Monday, September 15, 2025

Facing

A lot has been going on in the aftermath of Charlie Kirk's shooting. President Trump and other prominent Republicans have called for those who were critical of Mr. Kirk, or seemed to celebrate his death to be fired from their jobs, and there have even been calls to round up and prosecute people believed to be a part of "the radical Left." The accused gunman, now in custody, is facing calls for their execution, which started even before formal charges had been filed.

This seems to fly in the face of Mr. Kirk's advocacy of the First and Second Amendments. He said that real problems would start when Americans stopped talking to one another, and he seemed to be aware of, and okay with, the idea that in an armed society, the wrong people would wind up being killed, so one presumed he understood that he might be one of them. (I would claim that he understated the problem, as even only taking homicides into account, some fifteen thousand or so people die every year from shootings.) But none of this has stopped angry voices on the Right from calling for more firings, at the implied risk of government sanctions, and calls for vengeance after the incident.

This is, to a degree, simply to be expected. Partisans tend to be good at mobilizing anger; it's a very effective tool for fundraising and get-out-the-vote efforts. And there's nothing new about calls for violence after the killings of those who avoided calls for violence themselves. Few things seem to convince people of the necessity for violence more than the death of a peacemaker.

But they do tend to have a tarnishing effect, at least in the immediate aftermath, on the deceased. In this instance, Republican calls for those who are critical of their politics to be punished with unemployment are nothing new. So was Charlie Kirk simply a useful shield against criticism? Someone to hold up when it was pointed out that American Conservatism seemed to have no problems with "cancel culture" when they were the ones calling for cancellation? Or was Mr. Kirk a willing smokescreen, having taken it upon himself to present a false image of the American Right that people could cloak themselves in?

There's no way of knowing, but the seemingly immediate and quite public discarding of the tactics that Mr. Kirk appeared to pursue (at least at times) seems to justify the questioning of how important they were to the broader Conservative movement of which he was a part.
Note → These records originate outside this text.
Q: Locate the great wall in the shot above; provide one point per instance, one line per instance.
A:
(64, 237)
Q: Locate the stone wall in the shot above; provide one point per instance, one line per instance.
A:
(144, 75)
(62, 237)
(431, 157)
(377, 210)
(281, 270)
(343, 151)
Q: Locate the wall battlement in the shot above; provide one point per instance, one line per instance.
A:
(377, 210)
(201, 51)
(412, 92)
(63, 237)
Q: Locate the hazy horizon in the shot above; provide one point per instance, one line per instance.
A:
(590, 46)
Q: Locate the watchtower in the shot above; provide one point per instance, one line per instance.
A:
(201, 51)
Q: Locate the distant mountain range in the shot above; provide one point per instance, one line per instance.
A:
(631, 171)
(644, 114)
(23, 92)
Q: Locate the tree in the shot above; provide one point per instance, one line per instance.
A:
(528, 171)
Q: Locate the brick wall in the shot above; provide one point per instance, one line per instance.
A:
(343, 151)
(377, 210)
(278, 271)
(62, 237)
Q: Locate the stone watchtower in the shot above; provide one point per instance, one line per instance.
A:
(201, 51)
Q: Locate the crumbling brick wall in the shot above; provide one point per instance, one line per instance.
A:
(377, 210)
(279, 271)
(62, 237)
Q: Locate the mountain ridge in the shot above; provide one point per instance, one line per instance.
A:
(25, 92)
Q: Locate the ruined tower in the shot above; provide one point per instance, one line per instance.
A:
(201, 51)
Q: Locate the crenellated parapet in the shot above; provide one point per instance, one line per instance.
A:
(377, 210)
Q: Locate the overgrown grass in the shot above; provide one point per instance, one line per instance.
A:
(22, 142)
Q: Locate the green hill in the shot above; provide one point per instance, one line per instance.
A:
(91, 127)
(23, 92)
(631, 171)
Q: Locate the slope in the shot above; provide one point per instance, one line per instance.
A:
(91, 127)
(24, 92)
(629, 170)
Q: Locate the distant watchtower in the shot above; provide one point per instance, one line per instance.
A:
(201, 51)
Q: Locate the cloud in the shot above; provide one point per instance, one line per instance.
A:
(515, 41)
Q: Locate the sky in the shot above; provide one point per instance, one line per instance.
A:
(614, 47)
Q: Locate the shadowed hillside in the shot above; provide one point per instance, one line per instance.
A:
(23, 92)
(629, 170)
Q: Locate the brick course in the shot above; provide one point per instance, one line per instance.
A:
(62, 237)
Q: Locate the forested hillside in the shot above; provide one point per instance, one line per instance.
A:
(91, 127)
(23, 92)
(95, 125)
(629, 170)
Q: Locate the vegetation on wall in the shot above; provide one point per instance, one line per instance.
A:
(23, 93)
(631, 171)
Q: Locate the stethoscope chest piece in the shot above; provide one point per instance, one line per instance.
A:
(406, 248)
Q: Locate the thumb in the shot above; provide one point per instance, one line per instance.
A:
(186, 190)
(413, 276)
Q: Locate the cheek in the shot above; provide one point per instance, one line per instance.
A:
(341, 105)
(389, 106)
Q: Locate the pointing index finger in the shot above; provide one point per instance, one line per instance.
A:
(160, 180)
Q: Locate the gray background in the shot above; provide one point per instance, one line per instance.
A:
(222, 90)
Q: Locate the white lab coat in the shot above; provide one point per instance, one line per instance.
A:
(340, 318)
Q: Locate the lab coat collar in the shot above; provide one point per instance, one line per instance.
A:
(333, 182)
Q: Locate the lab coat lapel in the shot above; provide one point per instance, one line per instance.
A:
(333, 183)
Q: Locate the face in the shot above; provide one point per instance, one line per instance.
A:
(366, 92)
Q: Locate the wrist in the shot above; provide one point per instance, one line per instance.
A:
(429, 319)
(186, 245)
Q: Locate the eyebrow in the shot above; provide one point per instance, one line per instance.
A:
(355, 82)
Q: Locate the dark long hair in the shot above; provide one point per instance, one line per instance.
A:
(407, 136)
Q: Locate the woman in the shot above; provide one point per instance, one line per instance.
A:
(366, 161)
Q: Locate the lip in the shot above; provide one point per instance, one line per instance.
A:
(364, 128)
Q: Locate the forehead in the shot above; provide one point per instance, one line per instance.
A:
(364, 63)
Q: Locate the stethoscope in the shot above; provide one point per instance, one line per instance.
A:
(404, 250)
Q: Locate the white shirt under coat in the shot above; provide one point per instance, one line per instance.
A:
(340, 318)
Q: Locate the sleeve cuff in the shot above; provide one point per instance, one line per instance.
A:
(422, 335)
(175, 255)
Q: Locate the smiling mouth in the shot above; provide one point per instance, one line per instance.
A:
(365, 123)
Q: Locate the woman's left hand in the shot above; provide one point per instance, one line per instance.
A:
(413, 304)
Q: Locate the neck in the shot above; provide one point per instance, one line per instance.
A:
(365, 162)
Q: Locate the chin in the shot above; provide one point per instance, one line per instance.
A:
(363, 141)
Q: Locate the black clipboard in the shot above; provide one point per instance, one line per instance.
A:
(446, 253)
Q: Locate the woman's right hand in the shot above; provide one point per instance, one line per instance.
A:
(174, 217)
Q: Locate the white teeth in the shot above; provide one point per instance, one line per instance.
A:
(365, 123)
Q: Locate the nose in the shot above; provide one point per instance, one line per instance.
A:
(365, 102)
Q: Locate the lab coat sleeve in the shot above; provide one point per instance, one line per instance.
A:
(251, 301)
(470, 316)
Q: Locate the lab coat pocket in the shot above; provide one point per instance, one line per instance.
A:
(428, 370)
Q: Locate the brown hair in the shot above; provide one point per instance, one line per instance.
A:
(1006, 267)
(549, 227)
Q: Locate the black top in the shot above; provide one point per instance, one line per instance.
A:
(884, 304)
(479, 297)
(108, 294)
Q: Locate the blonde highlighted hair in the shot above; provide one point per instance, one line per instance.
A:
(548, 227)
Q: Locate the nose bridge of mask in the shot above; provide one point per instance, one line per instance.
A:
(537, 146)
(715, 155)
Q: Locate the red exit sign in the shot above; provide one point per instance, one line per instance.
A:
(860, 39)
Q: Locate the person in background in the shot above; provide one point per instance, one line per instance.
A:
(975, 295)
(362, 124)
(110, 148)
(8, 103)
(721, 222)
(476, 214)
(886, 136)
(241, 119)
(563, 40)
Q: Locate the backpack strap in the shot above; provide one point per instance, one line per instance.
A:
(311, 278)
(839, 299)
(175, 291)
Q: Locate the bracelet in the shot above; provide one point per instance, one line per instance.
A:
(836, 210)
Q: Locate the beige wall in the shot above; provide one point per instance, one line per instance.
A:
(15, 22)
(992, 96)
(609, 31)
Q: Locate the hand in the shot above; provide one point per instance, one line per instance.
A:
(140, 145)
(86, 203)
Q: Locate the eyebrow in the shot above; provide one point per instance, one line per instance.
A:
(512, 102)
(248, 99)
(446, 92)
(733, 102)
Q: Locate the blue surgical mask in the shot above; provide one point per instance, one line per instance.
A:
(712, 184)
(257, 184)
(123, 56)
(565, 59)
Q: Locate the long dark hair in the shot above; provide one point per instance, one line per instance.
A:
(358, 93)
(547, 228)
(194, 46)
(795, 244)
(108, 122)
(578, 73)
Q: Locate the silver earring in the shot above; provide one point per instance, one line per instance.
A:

Of course, a lot of this is led by President Trump, and conflicts are too much a part of his standard operating procedure for him to ever be credible in calls for peace and unity. If there's anyone from whom calls for a ceasefire are cover for reloading the guns, it's the President. And given the degree to which the President single-handedly directs the Republican Party, it's no wonder that everyone who is anyone in the party simply does what they perceive him to want.

And that shifts the focus to the relationship between Mr. Kirk and President Trump, and I, for my part, suspect that all of the President's political relationships are fundamentally transactional. And that in this case, that worked both ways. And Charlie Kirk is mainly of use to the President as someone whose death can be held up as a vehicle to convey to the Trumpist base that they're under threat, and that only the President, with a compliant (to be generous about it) Congress can save them from the hobgoblin of "the radical Left." Whether Mr. Kirk would have approved is something of a moot point.

 P.S.: Big picture, this isn't a knock on the President; it's just how politics in a polarized society works. Recent events, however, have brought it into sharper focus.